Subvention ou bourse octroyée s'appliquant à plus d'un exercice financier. (2017-2018 à 2022-2023)

Background . Cancer is a disease of the genome - more specifically mutations acquired by the genomic DNA in the cells of a human over a lifetime, which disrupt the cells' key functions and make them grow uncontrollably. DNA sequencing projects have led us to discover that cancer calls involve many genetic changes and that even in a single tumour, there are often multiple cancer cell populations that each carry their own mutations. Understanding this collection of mutations is important because we need to select therapies that kill all of the cancer cells, not just some of them. Unfortunately, existing computer programs for analyzing "normal" human genome data generated by genome sequencing technologies are limited in scope because they cannot fully characterize all the mutations present in the individual cells of a tumour tissue. Ideally, researchers would like to monitor how the genomes of cancer cells mutate over time, forming distinct tumour clones within the same tissue, and how cancer cells travel through the blood stream or the urinary tract and colonize other tissues, forming metastatic tumours. The new liquid biopsy technology has made it possible to capture tumour DNA circulating in the blood stream and to sequence it, however analyzing such data and identifying and cataloguing the spectrum of mutations in an individual patient will require new mathematical and computational approaches.

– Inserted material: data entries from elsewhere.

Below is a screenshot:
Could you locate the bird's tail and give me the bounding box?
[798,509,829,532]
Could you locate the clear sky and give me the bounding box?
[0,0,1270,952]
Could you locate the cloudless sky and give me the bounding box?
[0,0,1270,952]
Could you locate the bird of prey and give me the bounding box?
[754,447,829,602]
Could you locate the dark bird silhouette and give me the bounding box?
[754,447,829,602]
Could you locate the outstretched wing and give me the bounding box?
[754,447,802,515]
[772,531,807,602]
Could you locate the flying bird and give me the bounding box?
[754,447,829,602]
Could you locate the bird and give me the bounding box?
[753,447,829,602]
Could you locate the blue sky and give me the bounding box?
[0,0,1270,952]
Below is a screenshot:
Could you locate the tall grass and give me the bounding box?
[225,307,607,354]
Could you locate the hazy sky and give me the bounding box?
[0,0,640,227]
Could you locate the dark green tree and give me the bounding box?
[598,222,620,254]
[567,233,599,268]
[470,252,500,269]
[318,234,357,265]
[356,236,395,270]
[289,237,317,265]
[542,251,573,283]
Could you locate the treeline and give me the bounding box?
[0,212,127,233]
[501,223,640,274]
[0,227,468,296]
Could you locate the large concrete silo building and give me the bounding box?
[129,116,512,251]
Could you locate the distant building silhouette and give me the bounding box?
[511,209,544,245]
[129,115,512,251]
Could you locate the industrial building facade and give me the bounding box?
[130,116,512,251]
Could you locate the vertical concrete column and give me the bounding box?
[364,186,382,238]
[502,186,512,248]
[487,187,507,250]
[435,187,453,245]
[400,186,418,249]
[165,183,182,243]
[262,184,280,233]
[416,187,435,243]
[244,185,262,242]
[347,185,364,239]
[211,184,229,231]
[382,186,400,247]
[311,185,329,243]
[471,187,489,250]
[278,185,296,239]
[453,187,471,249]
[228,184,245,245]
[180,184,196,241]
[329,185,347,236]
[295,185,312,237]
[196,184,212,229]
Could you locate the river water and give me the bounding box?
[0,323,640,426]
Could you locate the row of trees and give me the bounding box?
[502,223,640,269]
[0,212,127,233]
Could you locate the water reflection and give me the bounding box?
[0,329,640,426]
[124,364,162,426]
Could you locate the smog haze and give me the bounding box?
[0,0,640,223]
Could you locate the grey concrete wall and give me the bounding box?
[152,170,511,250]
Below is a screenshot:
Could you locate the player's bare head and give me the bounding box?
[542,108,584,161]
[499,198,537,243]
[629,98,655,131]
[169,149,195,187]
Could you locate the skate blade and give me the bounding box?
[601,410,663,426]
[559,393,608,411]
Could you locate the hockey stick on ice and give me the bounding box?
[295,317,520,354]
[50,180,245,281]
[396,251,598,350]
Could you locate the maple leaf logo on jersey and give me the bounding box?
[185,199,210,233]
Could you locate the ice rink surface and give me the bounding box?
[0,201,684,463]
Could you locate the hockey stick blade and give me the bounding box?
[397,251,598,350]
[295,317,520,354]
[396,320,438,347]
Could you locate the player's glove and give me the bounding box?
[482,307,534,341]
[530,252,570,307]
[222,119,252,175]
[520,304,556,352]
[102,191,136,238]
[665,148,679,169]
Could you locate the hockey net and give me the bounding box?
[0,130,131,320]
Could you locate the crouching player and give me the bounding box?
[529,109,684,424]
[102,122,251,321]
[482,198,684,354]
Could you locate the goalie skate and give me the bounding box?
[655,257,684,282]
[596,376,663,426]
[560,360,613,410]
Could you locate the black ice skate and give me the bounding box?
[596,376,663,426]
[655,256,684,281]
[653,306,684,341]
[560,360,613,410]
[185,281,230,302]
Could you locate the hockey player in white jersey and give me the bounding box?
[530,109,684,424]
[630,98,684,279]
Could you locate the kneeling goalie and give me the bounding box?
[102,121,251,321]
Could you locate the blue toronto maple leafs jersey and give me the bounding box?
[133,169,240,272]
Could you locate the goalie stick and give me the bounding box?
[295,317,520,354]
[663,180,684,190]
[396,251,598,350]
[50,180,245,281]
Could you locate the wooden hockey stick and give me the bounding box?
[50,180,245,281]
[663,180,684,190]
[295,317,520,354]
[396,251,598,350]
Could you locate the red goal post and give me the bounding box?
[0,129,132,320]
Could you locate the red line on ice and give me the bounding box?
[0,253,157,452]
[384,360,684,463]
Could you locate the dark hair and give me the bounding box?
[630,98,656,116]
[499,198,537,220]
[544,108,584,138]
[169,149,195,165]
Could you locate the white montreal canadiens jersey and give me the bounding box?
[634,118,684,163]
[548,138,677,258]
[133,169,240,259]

Research Project. We propose to develop novel computational methods for (i) detecting SNVs, indels, microSVs, gene fusions and CNVs specific to a tumour (Objective 1) , (ii) detecting the clonal composition of the tumour based on this mutational profile (Objective 2) , and (iii) monitoring the tumour’s progression during treatment (Objective 3) - via a composition of solid tumour WGSS and liquid biopsies sequencing provided as time series data.
The s hort term goal is to develop mathematical models, computational algorithms and software (Objective 1-3) in order to analyze the next generation sequencing data obtained from “liquid biopsy”. These methods will be used by life scientist to better understand the biology underlying tumour evolution. The long term goal is to build a comprehensive and simple to use platform (potentially based on machine learning approaches) capable of predicting patient’s response to different treatments depending on its genomic profile.

Deliverables. The computational pipeline CVEMCT (Clonal Variant calling and Evolutionary Modeling based on CTDNA) which includes algorithms and open source software for clonality detection and tumour progression monitoring. All these tools will be also made available through the CGC – The Cancer Genome Collaboratory, a Genome Canada funded project to host the entire ICGC cancer genome data first for the Canadian and then for the International research community.